Sunday, July 7, 2019

Super Satisfying Sunday

Today's ride was a counter-clockwise romp through four different counties.
With my second metric century of 2019—the first was Cheesehead Roubaix on April 28—today I finished my biggest week of training since July 2-8, 2018. I spent 12 hours in the saddle and rode a total of 210 miles. Today’s effort was solid from start to finish: 63 miles in 3:30 at an average speed of 18 mph on a route with more than 2,000 feet of climbing.

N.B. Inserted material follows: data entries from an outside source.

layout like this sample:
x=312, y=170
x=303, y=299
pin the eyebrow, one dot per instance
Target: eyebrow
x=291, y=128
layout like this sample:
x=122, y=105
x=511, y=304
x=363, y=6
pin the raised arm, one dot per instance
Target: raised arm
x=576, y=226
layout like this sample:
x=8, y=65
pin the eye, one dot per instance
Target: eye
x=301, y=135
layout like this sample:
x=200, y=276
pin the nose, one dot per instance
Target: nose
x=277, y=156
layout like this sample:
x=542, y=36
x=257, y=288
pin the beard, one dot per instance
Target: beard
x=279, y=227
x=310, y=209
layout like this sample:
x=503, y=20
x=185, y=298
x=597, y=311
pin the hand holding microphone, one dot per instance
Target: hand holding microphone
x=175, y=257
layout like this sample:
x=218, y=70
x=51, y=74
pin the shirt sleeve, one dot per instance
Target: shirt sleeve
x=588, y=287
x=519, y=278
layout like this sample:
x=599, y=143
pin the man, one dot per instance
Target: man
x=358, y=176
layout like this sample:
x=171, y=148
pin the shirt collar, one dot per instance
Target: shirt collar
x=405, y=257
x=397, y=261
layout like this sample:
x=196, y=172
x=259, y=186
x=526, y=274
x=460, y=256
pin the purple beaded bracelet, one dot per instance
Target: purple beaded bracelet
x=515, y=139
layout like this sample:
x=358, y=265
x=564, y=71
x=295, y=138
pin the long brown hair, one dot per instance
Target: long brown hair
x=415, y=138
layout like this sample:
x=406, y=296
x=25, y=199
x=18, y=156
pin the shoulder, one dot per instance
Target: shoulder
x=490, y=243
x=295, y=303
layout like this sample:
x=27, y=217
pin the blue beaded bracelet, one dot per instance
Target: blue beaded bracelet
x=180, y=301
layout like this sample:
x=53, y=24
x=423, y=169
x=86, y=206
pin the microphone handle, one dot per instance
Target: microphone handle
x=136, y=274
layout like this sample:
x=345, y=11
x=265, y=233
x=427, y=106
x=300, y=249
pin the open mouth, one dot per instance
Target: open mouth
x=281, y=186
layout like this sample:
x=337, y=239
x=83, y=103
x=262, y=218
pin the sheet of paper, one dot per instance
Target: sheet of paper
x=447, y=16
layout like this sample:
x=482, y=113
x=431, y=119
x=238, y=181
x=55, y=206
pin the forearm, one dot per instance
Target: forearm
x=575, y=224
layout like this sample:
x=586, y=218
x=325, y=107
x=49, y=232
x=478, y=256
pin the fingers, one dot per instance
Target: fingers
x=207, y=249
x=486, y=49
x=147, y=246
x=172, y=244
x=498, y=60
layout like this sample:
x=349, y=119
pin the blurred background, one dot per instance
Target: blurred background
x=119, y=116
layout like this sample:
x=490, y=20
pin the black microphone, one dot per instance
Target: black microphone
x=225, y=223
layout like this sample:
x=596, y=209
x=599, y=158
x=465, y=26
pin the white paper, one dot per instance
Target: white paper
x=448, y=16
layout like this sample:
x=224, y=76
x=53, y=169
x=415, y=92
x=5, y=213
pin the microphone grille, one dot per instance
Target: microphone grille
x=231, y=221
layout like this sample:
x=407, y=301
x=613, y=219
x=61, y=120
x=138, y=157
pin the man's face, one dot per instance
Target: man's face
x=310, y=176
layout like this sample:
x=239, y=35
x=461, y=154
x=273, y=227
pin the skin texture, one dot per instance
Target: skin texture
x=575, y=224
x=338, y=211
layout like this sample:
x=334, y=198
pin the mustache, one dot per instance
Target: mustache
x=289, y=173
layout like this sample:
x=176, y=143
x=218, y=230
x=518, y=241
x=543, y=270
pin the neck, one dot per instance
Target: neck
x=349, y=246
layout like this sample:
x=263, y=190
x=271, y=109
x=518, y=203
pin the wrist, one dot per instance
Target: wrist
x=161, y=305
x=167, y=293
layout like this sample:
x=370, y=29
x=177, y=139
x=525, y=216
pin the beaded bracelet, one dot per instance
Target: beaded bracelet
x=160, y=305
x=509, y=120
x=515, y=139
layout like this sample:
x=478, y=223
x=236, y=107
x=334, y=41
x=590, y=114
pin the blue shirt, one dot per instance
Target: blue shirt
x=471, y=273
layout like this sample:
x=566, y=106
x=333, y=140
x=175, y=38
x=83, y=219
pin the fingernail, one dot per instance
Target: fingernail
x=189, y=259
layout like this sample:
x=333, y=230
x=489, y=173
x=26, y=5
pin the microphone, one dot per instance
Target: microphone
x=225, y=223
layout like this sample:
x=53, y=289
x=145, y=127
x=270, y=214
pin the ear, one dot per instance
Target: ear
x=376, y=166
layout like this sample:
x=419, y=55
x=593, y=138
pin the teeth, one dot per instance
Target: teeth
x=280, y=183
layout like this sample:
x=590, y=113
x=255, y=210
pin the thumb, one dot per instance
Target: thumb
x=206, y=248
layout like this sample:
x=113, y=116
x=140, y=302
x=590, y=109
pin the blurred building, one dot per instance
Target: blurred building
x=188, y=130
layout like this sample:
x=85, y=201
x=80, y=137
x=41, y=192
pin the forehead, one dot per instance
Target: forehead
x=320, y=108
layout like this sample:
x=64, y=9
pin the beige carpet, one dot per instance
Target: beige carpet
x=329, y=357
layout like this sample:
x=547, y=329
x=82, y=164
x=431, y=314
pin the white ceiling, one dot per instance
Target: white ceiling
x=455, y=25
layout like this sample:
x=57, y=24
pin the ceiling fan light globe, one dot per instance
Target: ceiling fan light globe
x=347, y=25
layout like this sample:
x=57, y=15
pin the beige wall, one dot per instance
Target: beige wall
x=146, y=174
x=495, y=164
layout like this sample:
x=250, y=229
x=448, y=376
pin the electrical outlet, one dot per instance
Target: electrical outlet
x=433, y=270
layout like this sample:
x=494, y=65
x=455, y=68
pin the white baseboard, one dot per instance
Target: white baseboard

It was easy to be inspired today. The weather was beautiful and before my ride I watched today’s stage of the Tour de France and both the women’s and the men’s UCI World Cup mountain bike races from Andorra. Unfortunately the Tour and the men’s mountain bike race coincided. I watched them simultaneously but I listened only to the mountain bike race. Its commentary was more valuable to me than the commentary on the team time trial, which is a tactically simple event. Great to see Team Ineos not win the TTT (you’re still Team Sky to me, and you can suck it). Great to see Nino Schurter win a World Cup race for the first time this season. Great to see Anne Terpstra become the first woman from the Netherlands to win a World Cup race … ever. And maybe greatest of all was Jenny Rissveds’ fifth-place finish in just her second World Cup race after two years away from the sport. Rissveds won the gold medal for Sweden in the 2016 Summer Olympics. More recently, she has been very open about her struggle with depression. Mental health issues forced her to retreat from the highest level of competition. Now she’s back, and today her post-race interview was perhaps the most heartfelt, soul-searching self-evaluation I have ever heard from an athlete.

The week to come should look a lot like the week that just ended. There’s more Tour de France and more UCI World Cup mountain bike racing to enjoy. There’s more good weather in the forecast. And there’s a very good chance that I’ll be looking for another metric century next weekend. I want to ensure that I’m very comfortable at that distance before August 11, when I expect to line up for a 100-kilometer gravel road race in Illinois.